Friday, March 29, 2024 | Toby Opferman
 

Integrals (Anti-Derivatives)

Toby Opferman
http://www.opferman.net
toby@opferman.net


				Integrals

	Integrals are also know as "Anti-Dirivatives".  As we seen in the
dirivative tutorial, we seen how to get dirivatives.  What if we want to go
backwards?


Let us look at a simple example.


Dirivative of
X^2 + X - 4 = 2X + 1

Integral(2X + 1)dx

dx means "dirivative of X" as the chain rule states.

So, We can split up integrals just like we can dirivatives.


Integral(2X)dx + Integral(1)dx

To get the Integral of 2X, we go backwards.

For any Integral aX^n The Integral is aX^(n+1)
                                      -------
                                       (n+1)


So, Integral(2X)dx =   (2X^(1+1))/(1+1) = (2X^2)/2 = X^2

Now, The integral of a constant a will always be aX Since
you can consider a to be a*X^0  so (a*X^(0+1))/(0+1) = a*X


Thus Integral (1)dx = X

And thus the answer is

X^2 + X 

Now, the original equation was

X^2 + X - 4

And this is an "Indefinate Integral"  So, we always say this.
Since there would always be 1 constant, Even if it was 0, that drops out,
Indefiniate Integrals are:

X^2 + X + C   Where C is some constant.

How do you get the constant?  The ONLY way is to know a particular situation
Such as a condition that f(0) = -4.

Then you could plug in 0 and get C = -4.  Or for any other regular
condition f(i) = k  And you could solve for C.  Otherwise, you do not know.

There is something called a Definate Integral. We will demonstrate this
on the last example

  3
Int(2x + 1)  This is where you take the Anti-Dirivative and subsititue those numbers
  1          in for X, then you subtract.



The Anitdirivative is:
 X^2 + X + C


             |3
X^2 + X + C  |   =  ((3)^2 + 3 + C) - ((1)^2 + 1 + C)
             |1
 

(9 + 3 + C) - (1 + 1 + C) = (12 + C) - (2 + C) = 12 - 2 + C - C = 10


The answer is 10. You always take the top minus the bottom.  Notice
that the function must be continous on the integral.  Also,
You can notice that the Constant "+ C" drops out.  This will always
be the case since you are subtracting top from bottom.  

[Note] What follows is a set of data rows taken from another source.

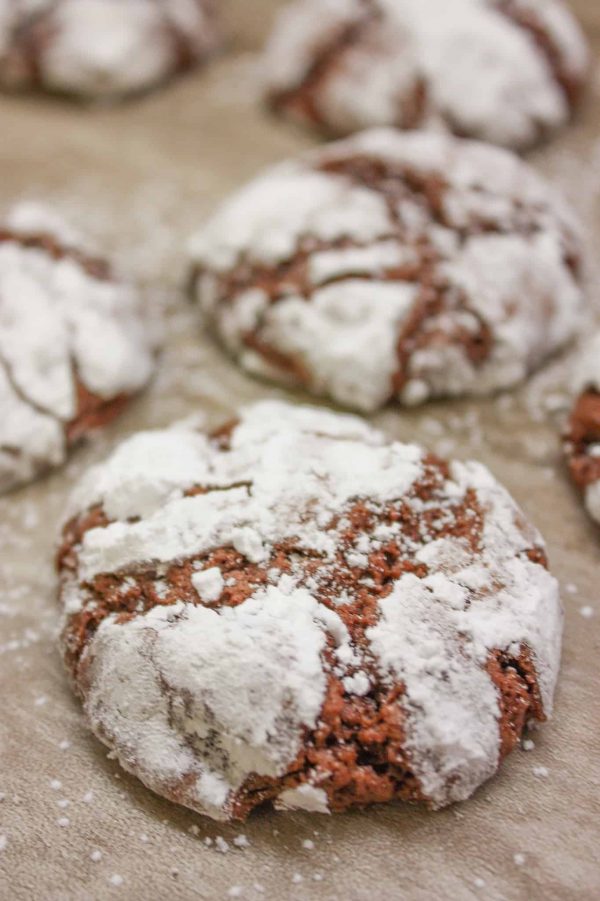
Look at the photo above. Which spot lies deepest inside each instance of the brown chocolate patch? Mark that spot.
(584, 431)
(570, 83)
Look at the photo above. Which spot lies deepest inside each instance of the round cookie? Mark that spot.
(392, 265)
(296, 610)
(101, 48)
(73, 344)
(583, 436)
(504, 71)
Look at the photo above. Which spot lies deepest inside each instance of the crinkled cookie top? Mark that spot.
(296, 610)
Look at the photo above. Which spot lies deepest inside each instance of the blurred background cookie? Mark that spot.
(505, 71)
(405, 265)
(102, 48)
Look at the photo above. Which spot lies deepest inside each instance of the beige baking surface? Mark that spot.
(141, 176)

Trigometric functions have special anti-dirivatives.

Int(cos(x)dx) = sin(x) + C
Int(sin(x)dx) = -cos(x) + C
Int(dx/x) = ln|x| + C


For what ever variable you use in the integral, you must have a dirivative
of it in order to get the antidirviatvie. Let us look at the following
situation.


Integral(cos^2(x)sin(x)dx)

Obviously you can't seperate multiplication or divsion like you can
addition and subtraction just like with dirivatives.  BUT, there also
is no clean method for solving this either.  There are tons of methods
some integrals are almost impossible to solve and very long.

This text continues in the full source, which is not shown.